# Font Zapfino



## NicolaJane

hi, i was just wondering if anyone knows where to get the font zapfino for free.
a friend recently reformatted their pc and has lost this font, 
they need it back as they have their wedding invitations on the pc in this font.. and now cant do anything with it

thanks


----------



## tedwinder

Zapfino comes ready-installed on Mac's - for PC you can get it here.


----------



## NicolaJane

thankyou so much, you have just made a bride to be very happy and her hubby to be can sleep at night hehe


----------



## xxlilcinxx

Hi,

I am looking for the Zapfino font for my pc for free also. I found your site and noticed the link to where I can get it but it is no longer available. Any idea where I can get this font for free?

Thanks!
XxLiLCiNxX


----------



## VegasACF

Google is your friend.


----------



## xxlilcinxx

I can't find it on google.


----------



## Yankee Rose

Zapfino One and Zapfino Two are available here.

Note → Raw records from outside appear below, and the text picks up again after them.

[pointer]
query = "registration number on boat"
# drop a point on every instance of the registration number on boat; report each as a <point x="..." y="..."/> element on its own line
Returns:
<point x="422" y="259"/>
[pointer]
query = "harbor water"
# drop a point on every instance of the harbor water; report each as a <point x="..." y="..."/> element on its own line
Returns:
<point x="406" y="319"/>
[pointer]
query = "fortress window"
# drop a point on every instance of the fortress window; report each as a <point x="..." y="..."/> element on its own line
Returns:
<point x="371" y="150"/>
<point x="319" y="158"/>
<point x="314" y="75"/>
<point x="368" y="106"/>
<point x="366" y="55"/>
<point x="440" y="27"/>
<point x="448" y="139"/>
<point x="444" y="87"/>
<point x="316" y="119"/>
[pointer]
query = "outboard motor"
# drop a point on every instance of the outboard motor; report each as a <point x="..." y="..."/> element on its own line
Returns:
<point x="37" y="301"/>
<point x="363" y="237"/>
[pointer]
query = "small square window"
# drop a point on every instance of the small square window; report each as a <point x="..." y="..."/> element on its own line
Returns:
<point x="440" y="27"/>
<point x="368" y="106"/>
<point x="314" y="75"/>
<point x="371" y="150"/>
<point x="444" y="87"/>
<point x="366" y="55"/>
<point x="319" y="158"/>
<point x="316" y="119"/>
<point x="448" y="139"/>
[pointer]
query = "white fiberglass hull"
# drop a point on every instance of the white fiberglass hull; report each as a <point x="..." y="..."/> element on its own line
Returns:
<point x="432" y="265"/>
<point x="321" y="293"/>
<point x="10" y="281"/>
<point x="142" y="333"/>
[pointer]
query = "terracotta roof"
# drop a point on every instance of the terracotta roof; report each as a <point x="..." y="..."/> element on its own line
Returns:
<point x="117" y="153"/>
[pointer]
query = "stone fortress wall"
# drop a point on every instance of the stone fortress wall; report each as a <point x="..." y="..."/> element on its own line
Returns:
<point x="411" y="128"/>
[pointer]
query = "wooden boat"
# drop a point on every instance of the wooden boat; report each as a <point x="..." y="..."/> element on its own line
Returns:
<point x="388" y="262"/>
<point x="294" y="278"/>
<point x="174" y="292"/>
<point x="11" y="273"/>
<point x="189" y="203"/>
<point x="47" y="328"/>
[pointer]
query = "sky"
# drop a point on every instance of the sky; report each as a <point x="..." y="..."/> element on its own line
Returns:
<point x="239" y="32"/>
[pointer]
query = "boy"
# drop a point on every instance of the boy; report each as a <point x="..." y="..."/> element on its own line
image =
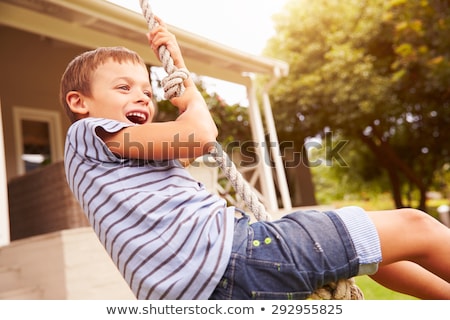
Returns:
<point x="171" y="239"/>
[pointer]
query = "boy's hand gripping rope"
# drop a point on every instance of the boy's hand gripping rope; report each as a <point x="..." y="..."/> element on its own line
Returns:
<point x="173" y="87"/>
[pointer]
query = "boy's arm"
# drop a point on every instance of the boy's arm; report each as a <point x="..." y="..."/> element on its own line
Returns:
<point x="188" y="137"/>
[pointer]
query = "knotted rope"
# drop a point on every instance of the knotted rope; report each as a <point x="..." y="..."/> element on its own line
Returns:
<point x="173" y="87"/>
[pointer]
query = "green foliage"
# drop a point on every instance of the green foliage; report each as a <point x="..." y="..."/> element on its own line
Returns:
<point x="376" y="73"/>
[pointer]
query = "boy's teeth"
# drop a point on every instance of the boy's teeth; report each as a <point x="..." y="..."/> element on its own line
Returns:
<point x="136" y="117"/>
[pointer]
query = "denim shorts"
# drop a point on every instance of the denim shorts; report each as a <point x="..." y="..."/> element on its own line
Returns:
<point x="288" y="258"/>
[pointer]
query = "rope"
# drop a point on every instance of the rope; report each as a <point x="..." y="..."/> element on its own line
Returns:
<point x="173" y="87"/>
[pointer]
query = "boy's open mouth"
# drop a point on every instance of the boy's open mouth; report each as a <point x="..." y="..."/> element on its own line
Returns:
<point x="137" y="117"/>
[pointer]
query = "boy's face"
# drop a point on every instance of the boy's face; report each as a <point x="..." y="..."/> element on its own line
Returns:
<point x="121" y="91"/>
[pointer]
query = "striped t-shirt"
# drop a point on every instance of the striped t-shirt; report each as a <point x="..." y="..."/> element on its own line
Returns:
<point x="168" y="236"/>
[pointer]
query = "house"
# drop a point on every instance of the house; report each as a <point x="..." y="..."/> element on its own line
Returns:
<point x="39" y="38"/>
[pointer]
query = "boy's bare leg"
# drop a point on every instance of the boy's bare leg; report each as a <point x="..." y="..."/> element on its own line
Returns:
<point x="412" y="235"/>
<point x="410" y="278"/>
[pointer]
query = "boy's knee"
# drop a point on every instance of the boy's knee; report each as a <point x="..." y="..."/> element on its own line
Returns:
<point x="417" y="219"/>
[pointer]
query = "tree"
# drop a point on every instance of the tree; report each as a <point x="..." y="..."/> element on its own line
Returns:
<point x="373" y="71"/>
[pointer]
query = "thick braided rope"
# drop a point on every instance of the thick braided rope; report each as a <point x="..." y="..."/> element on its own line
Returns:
<point x="173" y="83"/>
<point x="173" y="87"/>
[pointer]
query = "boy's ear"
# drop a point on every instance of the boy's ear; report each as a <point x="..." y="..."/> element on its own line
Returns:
<point x="76" y="103"/>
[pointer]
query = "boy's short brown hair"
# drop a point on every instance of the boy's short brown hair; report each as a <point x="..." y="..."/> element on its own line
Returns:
<point x="78" y="74"/>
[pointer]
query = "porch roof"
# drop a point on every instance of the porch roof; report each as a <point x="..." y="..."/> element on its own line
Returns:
<point x="97" y="23"/>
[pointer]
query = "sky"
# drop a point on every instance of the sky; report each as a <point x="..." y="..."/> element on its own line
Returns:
<point x="242" y="24"/>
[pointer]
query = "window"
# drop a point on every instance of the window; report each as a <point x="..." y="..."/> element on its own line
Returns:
<point x="37" y="137"/>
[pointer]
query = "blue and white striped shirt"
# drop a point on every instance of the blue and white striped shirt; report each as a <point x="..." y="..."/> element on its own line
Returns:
<point x="168" y="236"/>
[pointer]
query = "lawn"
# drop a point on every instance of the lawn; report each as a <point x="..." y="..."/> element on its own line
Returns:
<point x="371" y="289"/>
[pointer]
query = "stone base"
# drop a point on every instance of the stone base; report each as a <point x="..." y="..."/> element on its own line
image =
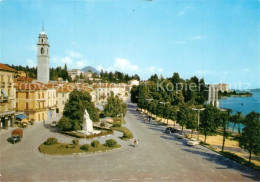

VegasACF's link to Google also lists sites with Zapfino.

Hope that helps.


----------



## VegasACF

Yes. You have to click the link in either my or Yankee's post.


----------



## xxlilcinxx

Thank you so much!!


----------



## VegasACF

Con mucho gusto.


----------



## merve.afacan

hello I need to download free zapfino one font.I search in google.But all of them were requiring money.There was a link for zapfino one and two.I clicked to that link.But I can't find it.Can anybody help me please.thank you.


----------